Es geht um einen Vermittlungsvorschlag bei ungeklärter Leistungsfähigkeit.

Den Abschluss einer EGV habe ich vor 3 Wo abgelehnt.
Als Ziel wurde die Feststellung der gesundheitlichen Leistungsfähigkeit ,
als Bemühungen : ....verpflichtet sich, bei gegebenen Bedarf den Termin beim Ärztlichen
Dienst wahrzunehmen. Das ist natürlich alles unzulässig wie ich hier gelernt habe.

Kurz darauf bekam ich einen VV - 1€ Job ; den habe ich auch abgelehnt mit dem Hinweis auf fehlende EGV.

Letzte Woche bekam ich einen VV - Begleitdienst im ÖPVN für 30 Std. Wo im Schichtdienst.
Meine Begeisterung kennt keine Grenzen.

War von April 2011 bis März 2012 krankgeschrieben und habe eine Erwerbsminderung von 30%.

Den VV halte ich für rechtswidrig und werde ihn ablehnen mit der Begründung: ungeklärte Leistungsfähigkeit.

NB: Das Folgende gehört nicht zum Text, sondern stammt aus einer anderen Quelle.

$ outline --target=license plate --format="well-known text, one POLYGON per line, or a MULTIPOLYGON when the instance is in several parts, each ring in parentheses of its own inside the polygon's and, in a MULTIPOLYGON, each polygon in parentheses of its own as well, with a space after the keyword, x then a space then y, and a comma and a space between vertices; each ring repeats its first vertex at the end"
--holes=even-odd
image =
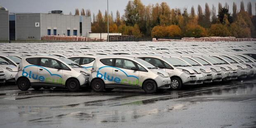
POLYGON ((206 78, 207 79, 210 79, 210 78, 212 78, 213 77, 212 76, 207 76, 206 78))
POLYGON ((0 76, 0 79, 5 79, 5 76, 0 76))

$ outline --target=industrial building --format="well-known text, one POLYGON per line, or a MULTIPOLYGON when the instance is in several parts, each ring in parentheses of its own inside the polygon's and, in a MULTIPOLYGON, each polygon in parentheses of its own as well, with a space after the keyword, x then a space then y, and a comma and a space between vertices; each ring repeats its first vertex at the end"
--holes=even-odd
POLYGON ((0 40, 39 40, 46 35, 87 37, 91 32, 90 17, 65 15, 61 10, 9 14, 0 8, 0 40))

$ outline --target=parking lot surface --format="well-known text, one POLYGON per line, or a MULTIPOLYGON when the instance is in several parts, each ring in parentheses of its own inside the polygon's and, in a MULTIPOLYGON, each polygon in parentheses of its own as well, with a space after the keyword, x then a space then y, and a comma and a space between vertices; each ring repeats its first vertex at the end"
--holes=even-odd
POLYGON ((149 94, 0 86, 0 127, 236 128, 256 126, 255 79, 149 94))

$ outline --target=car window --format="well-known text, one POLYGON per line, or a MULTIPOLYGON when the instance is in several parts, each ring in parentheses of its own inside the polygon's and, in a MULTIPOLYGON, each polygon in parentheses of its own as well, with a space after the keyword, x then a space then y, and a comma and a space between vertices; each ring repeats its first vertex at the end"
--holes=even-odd
POLYGON ((70 69, 69 69, 69 67, 67 66, 66 66, 66 65, 64 64, 61 62, 60 64, 62 66, 62 69, 63 70, 70 70, 70 69))
POLYGON ((95 59, 92 58, 88 57, 83 57, 82 64, 85 64, 90 63, 95 60, 95 59))
POLYGON ((173 69, 173 67, 172 67, 171 66, 170 66, 170 65, 169 65, 168 64, 164 62, 164 64, 165 67, 166 69, 173 69))
POLYGON ((33 65, 38 65, 37 62, 38 60, 38 58, 27 58, 26 60, 28 63, 33 65))
POLYGON ((136 67, 133 62, 129 60, 116 59, 116 67, 131 70, 132 67, 136 67))
POLYGON ((4 60, 7 62, 8 63, 11 64, 12 64, 12 65, 14 65, 15 66, 16 66, 16 65, 14 63, 13 63, 12 62, 10 61, 9 60, 6 59, 6 58, 5 58, 5 57, 0 57, 0 58, 1 58, 2 59, 4 59, 4 60))
POLYGON ((147 71, 147 70, 145 69, 145 68, 143 68, 143 67, 140 66, 140 65, 139 64, 137 64, 137 65, 138 65, 138 67, 139 67, 139 69, 140 69, 140 71, 147 71))
POLYGON ((60 67, 57 60, 51 58, 41 58, 40 66, 52 69, 56 66, 60 67))
POLYGON ((150 63, 150 64, 154 65, 156 67, 158 67, 159 66, 164 66, 161 61, 159 59, 152 58, 145 58, 145 61, 150 63))
POLYGON ((112 66, 112 62, 113 59, 101 59, 100 61, 106 65, 112 66))
POLYGON ((69 58, 69 59, 73 61, 78 64, 79 64, 79 61, 80 61, 80 57, 73 57, 69 58))

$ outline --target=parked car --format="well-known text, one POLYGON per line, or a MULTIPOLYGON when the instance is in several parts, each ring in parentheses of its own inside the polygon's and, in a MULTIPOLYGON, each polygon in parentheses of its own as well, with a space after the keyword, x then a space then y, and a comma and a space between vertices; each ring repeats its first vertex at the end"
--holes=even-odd
POLYGON ((22 58, 15 80, 19 88, 26 90, 31 86, 67 88, 77 91, 88 83, 90 72, 68 59, 56 56, 35 56, 22 58))
POLYGON ((96 92, 115 88, 142 88, 146 93, 169 88, 168 73, 140 59, 121 56, 96 58, 89 78, 96 92))

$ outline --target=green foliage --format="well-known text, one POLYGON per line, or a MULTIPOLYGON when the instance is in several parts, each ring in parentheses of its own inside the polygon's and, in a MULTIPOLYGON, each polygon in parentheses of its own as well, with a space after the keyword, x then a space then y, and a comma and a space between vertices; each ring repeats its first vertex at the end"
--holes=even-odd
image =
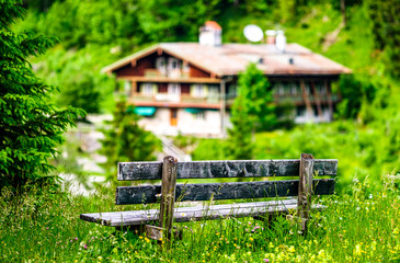
POLYGON ((115 205, 115 188, 88 197, 35 188, 16 198, 4 188, 0 262, 398 262, 399 175, 378 183, 379 191, 354 179, 346 194, 315 197, 328 208, 311 213, 307 236, 286 216, 270 224, 251 217, 179 222, 183 238, 168 253, 144 235, 77 219, 83 213, 144 209, 115 205))
POLYGON ((338 115, 343 118, 356 118, 363 103, 372 103, 375 98, 375 87, 362 83, 353 75, 341 76, 339 88, 343 100, 338 105, 338 115))
POLYGON ((275 126, 275 106, 272 105, 272 90, 263 72, 255 64, 250 64, 239 75, 239 94, 231 107, 228 129, 227 156, 236 160, 253 158, 252 134, 255 129, 268 129, 275 126))
POLYGON ((106 170, 107 181, 115 181, 118 162, 153 161, 158 147, 157 138, 142 129, 139 116, 133 105, 127 106, 124 101, 116 103, 114 119, 108 123, 110 129, 102 130, 105 138, 101 141, 100 150, 107 160, 102 167, 106 170))
POLYGON ((232 160, 251 160, 253 158, 252 133, 254 117, 249 114, 248 102, 239 91, 235 99, 230 122, 232 128, 228 129, 226 155, 232 160))
POLYGON ((48 159, 56 156, 62 133, 84 113, 47 103, 54 88, 30 68, 27 57, 43 54, 56 39, 13 33, 10 24, 23 14, 14 1, 1 1, 0 13, 0 188, 16 188, 27 181, 52 179, 48 159))
POLYGON ((264 73, 250 64, 244 72, 239 75, 238 89, 240 107, 251 117, 253 127, 258 130, 271 129, 276 124, 274 98, 270 82, 264 73))
POLYGON ((377 48, 385 50, 387 72, 400 78, 400 2, 397 0, 368 0, 369 16, 377 48))

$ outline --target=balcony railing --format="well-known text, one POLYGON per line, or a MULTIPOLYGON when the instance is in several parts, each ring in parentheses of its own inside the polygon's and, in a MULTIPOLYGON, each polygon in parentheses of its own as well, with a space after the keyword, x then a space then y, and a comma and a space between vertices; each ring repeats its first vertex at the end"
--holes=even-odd
MULTIPOLYGON (((304 104, 304 98, 301 95, 275 95, 275 102, 285 102, 290 101, 294 104, 304 104)), ((231 105, 235 101, 235 98, 228 96, 226 98, 227 105, 231 105)), ((316 98, 315 96, 308 96, 308 100, 311 104, 316 104, 316 98)), ((321 103, 328 103, 328 95, 322 94, 319 96, 319 100, 321 103)), ((331 100, 333 103, 339 102, 339 96, 336 94, 331 95, 331 100)), ((168 94, 168 93, 158 93, 153 95, 142 95, 142 94, 135 94, 130 98, 132 102, 169 102, 169 103, 194 103, 194 104, 217 104, 220 102, 220 96, 213 94, 208 96, 191 96, 186 94, 168 94)))
POLYGON ((209 96, 191 96, 191 95, 175 95, 175 94, 168 94, 168 93, 158 93, 155 95, 141 95, 135 94, 130 98, 133 102, 171 102, 171 103, 209 103, 216 104, 219 103, 219 95, 209 95, 209 96))
POLYGON ((147 78, 171 78, 171 79, 187 79, 190 77, 188 72, 174 69, 171 71, 161 72, 158 69, 146 69, 145 77, 147 78))

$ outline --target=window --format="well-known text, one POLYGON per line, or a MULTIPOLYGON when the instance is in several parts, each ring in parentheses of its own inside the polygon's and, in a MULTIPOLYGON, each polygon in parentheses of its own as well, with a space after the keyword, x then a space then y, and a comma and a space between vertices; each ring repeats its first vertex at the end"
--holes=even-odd
POLYGON ((167 64, 164 57, 159 57, 156 59, 156 68, 159 70, 162 75, 167 73, 167 64))
POLYGON ((132 82, 129 80, 126 80, 124 82, 124 94, 129 95, 132 89, 132 82))
POLYGON ((168 84, 168 94, 170 95, 181 95, 181 85, 178 83, 168 84))
POLYGON ((275 94, 284 95, 285 94, 285 87, 283 83, 276 83, 274 89, 275 94))
POLYGON ((196 116, 196 119, 197 121, 204 121, 204 119, 206 119, 205 111, 199 111, 199 112, 195 113, 195 116, 196 116))
POLYGON ((205 87, 204 84, 195 84, 193 87, 193 96, 205 96, 205 87))
POLYGON ((153 91, 155 91, 155 89, 152 87, 152 83, 144 83, 141 85, 141 93, 144 95, 152 95, 155 93, 153 91))
POLYGON ((290 94, 292 95, 296 95, 297 94, 297 83, 295 83, 295 82, 292 82, 290 83, 290 94))
POLYGON ((181 64, 180 60, 178 60, 176 58, 169 58, 168 60, 168 66, 171 70, 175 70, 175 69, 180 69, 181 68, 181 64))
MULTIPOLYGON (((218 91, 219 93, 219 91, 218 91)), ((237 84, 230 84, 228 87, 228 99, 236 98, 238 95, 238 85, 237 84)))
POLYGON ((325 89, 325 85, 323 82, 317 82, 316 83, 316 89, 317 89, 317 92, 319 94, 325 94, 327 93, 327 89, 325 89))

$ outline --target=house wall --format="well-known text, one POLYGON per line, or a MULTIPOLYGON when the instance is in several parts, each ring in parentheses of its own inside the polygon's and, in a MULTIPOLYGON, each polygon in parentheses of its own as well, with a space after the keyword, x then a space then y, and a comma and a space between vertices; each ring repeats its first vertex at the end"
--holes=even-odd
POLYGON ((196 68, 195 66, 193 65, 188 65, 190 66, 190 77, 191 78, 210 78, 210 75, 199 68, 196 68))
POLYGON ((196 118, 196 115, 186 112, 184 108, 178 108, 178 124, 170 124, 170 108, 159 107, 151 117, 142 117, 139 125, 155 134, 199 136, 219 136, 220 135, 220 113, 219 111, 204 111, 204 119, 196 118))

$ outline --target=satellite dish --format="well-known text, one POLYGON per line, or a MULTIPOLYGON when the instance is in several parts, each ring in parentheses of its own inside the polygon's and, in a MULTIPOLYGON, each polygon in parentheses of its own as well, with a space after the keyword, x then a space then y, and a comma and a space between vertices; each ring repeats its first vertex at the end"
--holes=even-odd
POLYGON ((250 42, 260 42, 264 37, 263 31, 253 24, 244 26, 243 34, 250 42))

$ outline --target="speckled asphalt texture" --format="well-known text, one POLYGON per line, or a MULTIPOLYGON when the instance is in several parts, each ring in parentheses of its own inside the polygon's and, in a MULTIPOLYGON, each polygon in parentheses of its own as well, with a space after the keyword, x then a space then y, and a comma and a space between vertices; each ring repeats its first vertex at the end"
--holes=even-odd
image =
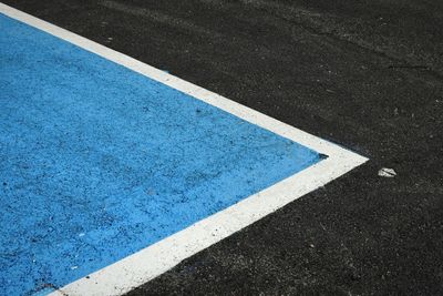
POLYGON ((3 2, 371 159, 130 295, 443 294, 443 2, 3 2))

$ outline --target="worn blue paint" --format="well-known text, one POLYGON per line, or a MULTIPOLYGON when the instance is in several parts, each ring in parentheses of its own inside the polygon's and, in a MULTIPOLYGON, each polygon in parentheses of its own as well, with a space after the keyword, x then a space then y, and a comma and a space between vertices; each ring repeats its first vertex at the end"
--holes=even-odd
POLYGON ((0 290, 48 293, 320 161, 0 14, 0 290))

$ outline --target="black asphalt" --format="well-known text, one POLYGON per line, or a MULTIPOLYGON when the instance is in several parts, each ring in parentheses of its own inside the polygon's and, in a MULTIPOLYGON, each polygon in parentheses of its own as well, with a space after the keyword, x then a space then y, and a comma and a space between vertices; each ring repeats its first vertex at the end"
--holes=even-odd
POLYGON ((3 2, 370 157, 130 295, 443 295, 443 1, 3 2))

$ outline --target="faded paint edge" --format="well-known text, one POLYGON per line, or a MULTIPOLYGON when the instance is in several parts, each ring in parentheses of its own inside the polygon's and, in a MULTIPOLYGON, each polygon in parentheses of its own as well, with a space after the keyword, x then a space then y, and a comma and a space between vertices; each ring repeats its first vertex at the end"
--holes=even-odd
POLYGON ((9 6, 0 3, 0 12, 329 156, 176 234, 94 272, 87 277, 80 278, 52 295, 126 293, 171 269, 183 259, 368 161, 367 157, 9 6))

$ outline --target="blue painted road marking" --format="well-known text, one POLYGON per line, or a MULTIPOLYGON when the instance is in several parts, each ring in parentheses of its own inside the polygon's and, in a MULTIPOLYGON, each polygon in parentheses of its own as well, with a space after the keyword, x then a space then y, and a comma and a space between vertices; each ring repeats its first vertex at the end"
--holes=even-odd
POLYGON ((64 286, 320 161, 0 14, 0 288, 64 286))

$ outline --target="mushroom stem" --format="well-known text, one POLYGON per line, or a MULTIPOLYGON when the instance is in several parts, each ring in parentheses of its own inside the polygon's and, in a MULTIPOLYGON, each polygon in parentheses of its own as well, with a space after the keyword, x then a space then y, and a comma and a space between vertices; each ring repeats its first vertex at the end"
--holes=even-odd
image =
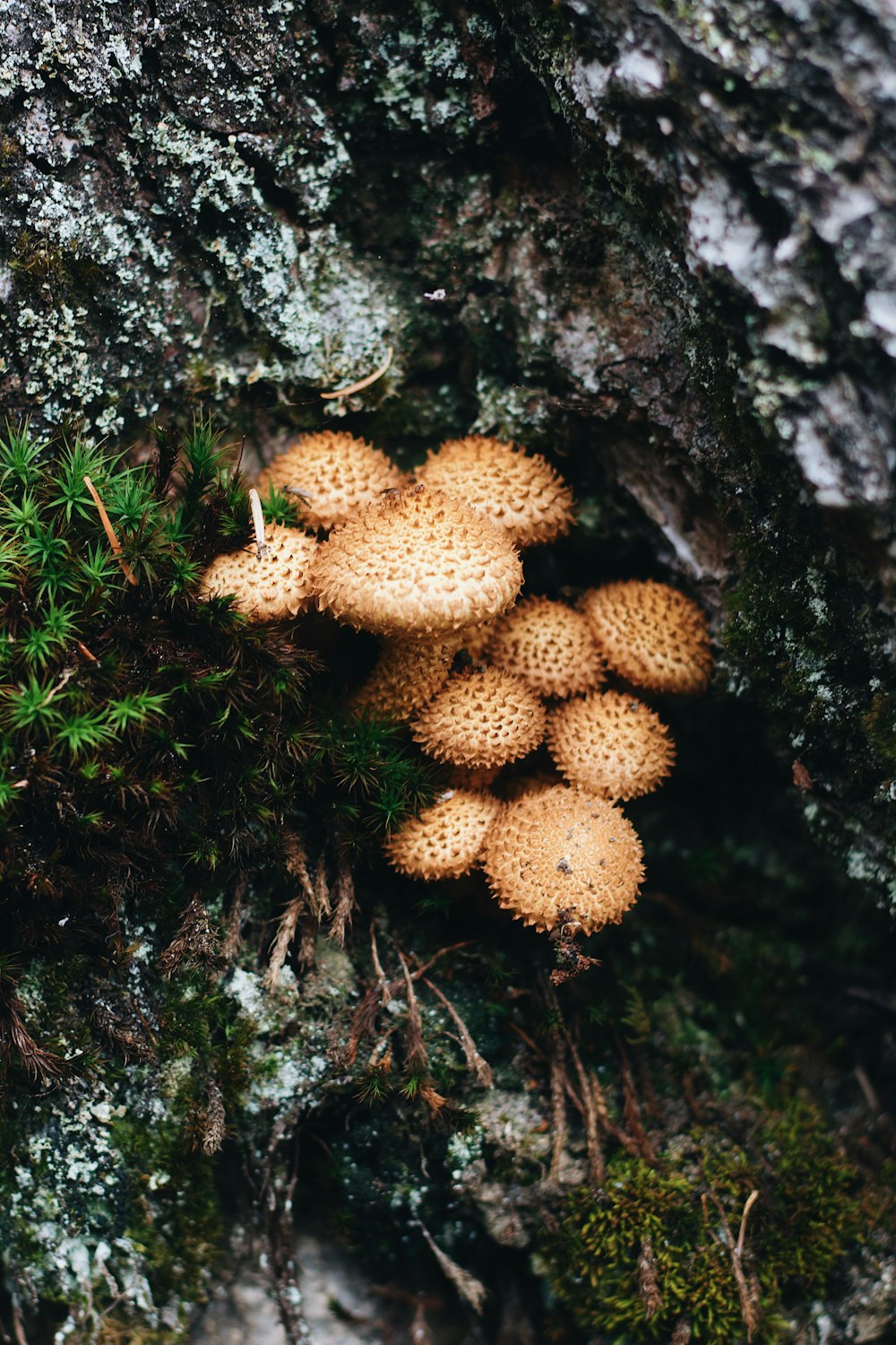
POLYGON ((258 560, 267 553, 267 546, 265 545, 265 515, 262 512, 262 498, 253 486, 249 492, 249 507, 253 511, 253 527, 255 529, 255 546, 258 547, 258 560))
POLYGON ((103 531, 105 531, 106 537, 109 538, 109 545, 111 546, 113 554, 114 554, 116 560, 118 561, 118 564, 121 565, 121 573, 125 576, 125 578, 128 580, 129 584, 136 585, 137 584, 137 576, 134 574, 134 572, 132 570, 132 568, 128 565, 128 561, 121 554, 121 542, 116 537, 116 530, 111 526, 111 519, 106 514, 106 506, 99 499, 99 492, 98 492, 97 487, 94 486, 94 483, 90 480, 90 477, 85 476, 83 480, 85 480, 85 486, 90 491, 91 500, 97 506, 97 510, 99 512, 99 522, 102 523, 103 531))

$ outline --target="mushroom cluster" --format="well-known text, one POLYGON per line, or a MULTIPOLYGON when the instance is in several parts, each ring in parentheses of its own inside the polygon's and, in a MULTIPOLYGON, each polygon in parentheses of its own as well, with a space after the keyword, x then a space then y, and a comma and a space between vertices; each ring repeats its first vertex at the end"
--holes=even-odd
POLYGON ((302 502, 304 529, 263 527, 203 578, 250 620, 316 605, 380 638, 352 707, 407 722, 453 788, 395 831, 390 863, 426 881, 481 865, 528 925, 584 933, 635 901, 643 854, 619 803, 656 790, 676 748, 650 694, 695 694, 712 667, 707 620, 653 581, 578 604, 517 601, 520 550, 574 523, 556 471, 512 443, 470 434, 408 479, 344 433, 308 434, 259 477, 302 502), (615 679, 615 685, 614 685, 615 679), (545 749, 553 773, 528 763, 545 749))

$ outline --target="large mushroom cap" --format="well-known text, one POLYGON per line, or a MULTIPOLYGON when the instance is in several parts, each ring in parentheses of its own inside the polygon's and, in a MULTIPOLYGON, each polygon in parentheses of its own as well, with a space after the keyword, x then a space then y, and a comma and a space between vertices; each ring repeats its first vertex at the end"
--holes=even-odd
POLYGON ((544 706, 524 682, 481 668, 455 672, 418 714, 411 732, 438 761, 472 769, 505 765, 544 737, 544 706))
POLYGON ((508 803, 482 866, 498 902, 537 929, 578 920, 586 933, 618 924, 643 881, 643 850, 606 799, 568 785, 508 803))
POLYGON ((500 811, 490 794, 449 790, 390 837, 386 857, 411 878, 461 878, 477 862, 500 811))
POLYGON ((232 593, 235 608, 251 621, 282 621, 312 605, 313 537, 297 527, 269 523, 259 560, 255 545, 216 555, 199 580, 204 597, 232 593))
POLYGON ((426 486, 384 495, 322 542, 317 603, 376 635, 461 631, 497 616, 523 566, 505 533, 426 486))
POLYGON ((603 682, 603 659, 582 612, 524 597, 492 627, 485 656, 539 695, 575 695, 603 682))
POLYGON ((485 434, 449 440, 416 471, 427 486, 466 500, 517 546, 553 542, 572 526, 572 491, 539 453, 485 434))
POLYGON ((654 580, 590 589, 582 599, 600 652, 614 672, 652 691, 704 691, 712 671, 707 615, 654 580))
POLYGON ((607 799, 650 794, 676 759, 660 716, 619 691, 594 691, 556 706, 548 716, 547 742, 567 780, 607 799))
POLYGON ((293 488, 306 498, 302 522, 334 527, 382 491, 404 486, 407 477, 386 453, 363 438, 334 430, 302 437, 274 459, 258 477, 263 495, 269 486, 293 488))
POLYGON ((375 712, 403 724, 433 699, 451 671, 459 648, 457 639, 411 640, 396 636, 384 640, 380 656, 367 682, 351 699, 352 710, 375 712))

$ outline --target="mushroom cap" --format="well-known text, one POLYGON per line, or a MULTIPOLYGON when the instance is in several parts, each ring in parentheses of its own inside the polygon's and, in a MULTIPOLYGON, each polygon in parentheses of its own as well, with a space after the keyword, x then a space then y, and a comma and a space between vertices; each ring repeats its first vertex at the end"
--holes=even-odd
POLYGON ((508 803, 482 866, 500 905, 536 929, 578 920, 586 933, 618 924, 643 881, 643 850, 606 799, 566 784, 508 803))
POLYGON ((712 671, 707 613, 654 580, 625 580, 582 599, 595 640, 614 672, 652 691, 705 691, 712 671))
POLYGON ((384 640, 371 675, 349 702, 352 710, 372 710, 403 724, 445 685, 458 648, 457 639, 384 640))
POLYGON ((416 479, 466 500, 517 546, 552 542, 572 526, 572 491, 540 453, 467 434, 430 451, 416 479))
POLYGON ((470 769, 528 756, 544 737, 544 706, 500 668, 455 672, 411 725, 424 752, 470 769))
POLYGON ((302 522, 308 527, 334 527, 382 491, 396 490, 407 476, 386 453, 363 438, 339 430, 302 434, 286 452, 279 453, 258 476, 263 495, 296 487, 308 496, 302 522))
POLYGON ((524 597, 492 627, 489 663, 523 678, 539 695, 575 695, 603 682, 604 666, 587 619, 566 603, 524 597))
POLYGON ((669 775, 676 745, 658 714, 621 691, 592 691, 548 714, 547 744, 571 784, 637 799, 669 775))
POLYGON ((314 565, 317 605, 375 635, 437 635, 497 616, 523 566, 505 533, 459 500, 410 486, 333 529, 314 565))
POLYGON ((494 621, 482 621, 480 625, 467 625, 459 631, 461 648, 466 650, 474 663, 481 663, 485 656, 485 647, 492 639, 494 621))
POLYGON ((449 790, 392 833, 386 857, 411 878, 461 878, 477 862, 500 811, 501 803, 490 794, 449 790))
POLYGON ((250 621, 283 621, 312 605, 316 554, 317 542, 308 533, 269 523, 261 560, 255 543, 216 555, 200 576, 199 589, 206 597, 232 593, 234 607, 250 621))

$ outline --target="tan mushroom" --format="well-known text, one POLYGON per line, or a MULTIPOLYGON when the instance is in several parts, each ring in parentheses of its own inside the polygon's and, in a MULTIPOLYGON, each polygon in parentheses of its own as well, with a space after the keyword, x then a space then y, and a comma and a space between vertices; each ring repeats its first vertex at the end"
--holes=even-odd
POLYGON ((416 479, 457 495, 492 519, 517 546, 553 542, 568 533, 572 491, 539 453, 485 434, 449 440, 430 452, 416 479))
POLYGON ((618 924, 643 881, 643 850, 606 799, 570 785, 508 803, 489 831, 482 866, 500 905, 536 929, 618 924))
POLYGON ((445 685, 458 648, 457 638, 383 640, 373 671, 351 698, 349 707, 359 714, 373 712, 403 724, 445 685))
POLYGON ((310 573, 317 542, 297 527, 269 523, 265 547, 216 555, 199 580, 204 597, 232 593, 234 607, 250 621, 282 621, 308 611, 313 601, 310 573))
POLYGON ((481 668, 455 672, 411 725, 437 761, 467 769, 505 765, 528 756, 544 737, 544 706, 524 682, 481 668))
POLYGON ((302 434, 263 468, 257 484, 262 495, 270 486, 297 492, 302 522, 329 529, 406 483, 404 472, 379 448, 353 434, 321 430, 302 434))
POLYGON ((619 691, 592 691, 548 714, 547 744, 571 784, 607 799, 637 799, 669 775, 676 745, 649 706, 619 691))
POLYGON ((321 543, 321 611, 375 635, 443 635, 510 605, 523 566, 505 533, 469 506, 411 486, 368 504, 321 543))
POLYGON ((604 678, 603 659, 586 617, 547 597, 524 597, 498 617, 485 658, 523 678, 539 695, 575 695, 604 678))
POLYGON ((490 794, 449 790, 388 838, 386 857, 411 878, 461 878, 476 865, 500 811, 490 794))
POLYGON ((707 615, 668 584, 625 580, 582 599, 614 672, 652 691, 705 691, 712 671, 707 615))

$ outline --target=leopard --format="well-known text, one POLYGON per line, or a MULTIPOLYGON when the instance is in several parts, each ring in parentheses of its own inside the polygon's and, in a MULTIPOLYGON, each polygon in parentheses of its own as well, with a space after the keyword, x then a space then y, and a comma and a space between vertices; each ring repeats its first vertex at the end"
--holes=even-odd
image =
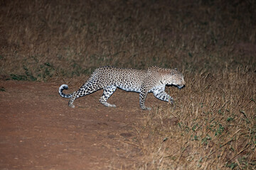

Ich denke da an den § 20 SGB X, die Behörde muss von Amts wegen ermitteln

Fachliche Hinweise zu § 8 SGBII RZ 8.4a
Neben der Prüfung der Erwerbsfähigkeit als Voraussetzung für einen (eigenständigen) Anspruch auf Alg II, ist die objektive Einschätzung des (Rest-) Leistungsvermögens für eine Integration in
Arbeit zwingend erforderlich.
Bei Zweifeln an der Erwerbsfähigkeit ist deshalb konsequent eine Prüfung von Amts wegen geboten.
Dies gilt auch für den Fall, dass Arbeitslosengeld II unter den erleichterten Bedingungen des § 65 Abs. 4 SGB II bezogen wird.

länger andauernde Arbeitsunfähigkeit: Die Überprüfung der Erwerbsfähigkeit ist nicht erst nach einer 6-monatigen Arbeitsunfähigkeit geboten. Zweifel an der Erwerbsfähigkeit sind insbesondere gegeben, wenn der Leistungsempfänger innerhalb eines Zeitraumes von 6 Monaten insgesamt mehr als 3 Monate arbeitsunfähig war
-------------------------------------------------------------------------------
Fachliche Hinweise zu § 44a SGBII RZ 44a.2
Einschaltung des Ärztlichen Dienstes
(1) Die Agentur für Arbeit stellt fest, ob der Arbeitsuchende erwerbs-
fähig ist. Grundsätzlich ist von der Erwerbsfähigkeit des Arbeitsuchenden
auszugehen. Bestehen Zweifel, ob der Arbeitsuchende eine ausreichende gesundheitliche Leistungsfähigkeit hat, so ist durch den Vermittlungs- oder Leistungsbereich in der Regel ein Gutachten eines Arztes der Agentur für Arbeit/Amtsarztes einzuholen.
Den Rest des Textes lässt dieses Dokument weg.